Witchcraft in Europe

It's been said that history is written by the victors. History is imperfect and is often clouded by societal, personal, or political agendas; therefore, the study of magickal history is no easy task. To trace the course of events to modern Wicca and witchcraft, one can begin by examining the early manifestations of witchcraft in Europe.

“History is the witness that testifies to the passing of time; it illumines reality, vitalizes memory, provides guidance in daily life and brings us tidings of antiquity.”

— Marcus Tullius Cicero (106–43 B.C.E.), Roman orator, statesman, and philosopher

There are at least four competing interpretations of how witchcraft took root in Europe. The first view, which most in the magickal community have rejected, is that witches never really existed. According to this opinion, witchcraft was simply an invention of the Church authorities, used specifically to gain power and wealth.

The second view suggests that witchcraft developed out of European fertility cults that emphasized a goddess as a central deity. Although this concept has some merit, historians have yet to substantiate it with written chronicles.

The third view says that the idea of witchcraft was a social convention and superstition. When people could not explain an unpleasant event, they blamed someone whom they labeled a witch. This perspective traditionally does not allow for the existence of real witches, but instead considers them to be merely superstition.

The last theory describes how witchcraft evolved gradually from a wide variety of practices and customs. Many of these customs are rooted in paganism, Hebrew mysticism, Celtic tradition, and Greek folklore surrounding sorcery. Many of these customs carried through to Christianity — vestiges of magickal and pagan practices were prevalent in the early Church, and some remain to this day.

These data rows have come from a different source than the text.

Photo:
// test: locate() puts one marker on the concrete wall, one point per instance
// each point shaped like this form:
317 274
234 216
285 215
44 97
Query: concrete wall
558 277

Saint Brigid was a Celtic goddess so beloved by the common people that the Church adapted her story and canonized her. This is an excellent example of pagan beliefs and symbolism that the early Church “borrowed” and incorporated into its own traditions.

Despite the Church's obvious connection to paganism, early Christians did everything in their power to discourage the old ways. Books of penance from the Middle Ages frequently speak of punishments for people caught practicing magick. For example, a mother caught putting her daughter on the roof to cure sickness was commanded to do penance for seven years (penance generally consisted of some type of fasting or other restriction).

Witchcraft was also influenced by the myths that traveled from one culture to the next. As the Vikings and the Romans invaded the British Isles, their legends, gods, and goddesses mixed with the beliefs of the indigenous people. Traders and travelers, too, brought stories and ideas to the lands they visited, so that cross-pollination occurred.

Additionally, because most people in earlier centuries were illiterate, magickal traditions were handed down through generations by oral teaching. The few individuals who did possess the ability to read and write probably recorded information according to their own views. Therefore, it's difficult to ascertain what's true and what's fantasy regarding long-ago magickal practices.

St. Patrick is lauded in Catholicism for having driven the snakes out of Ireland. Snakes are symbols of occult wisdom, kundalini energy, sexuality, and the Old Religion that existed for thousands of years in Ireland, Britain, and Europe before the ascent of Christianity; therefore, St. Patrick is actually revered for driving out the spiritual beliefs that predated Christianity.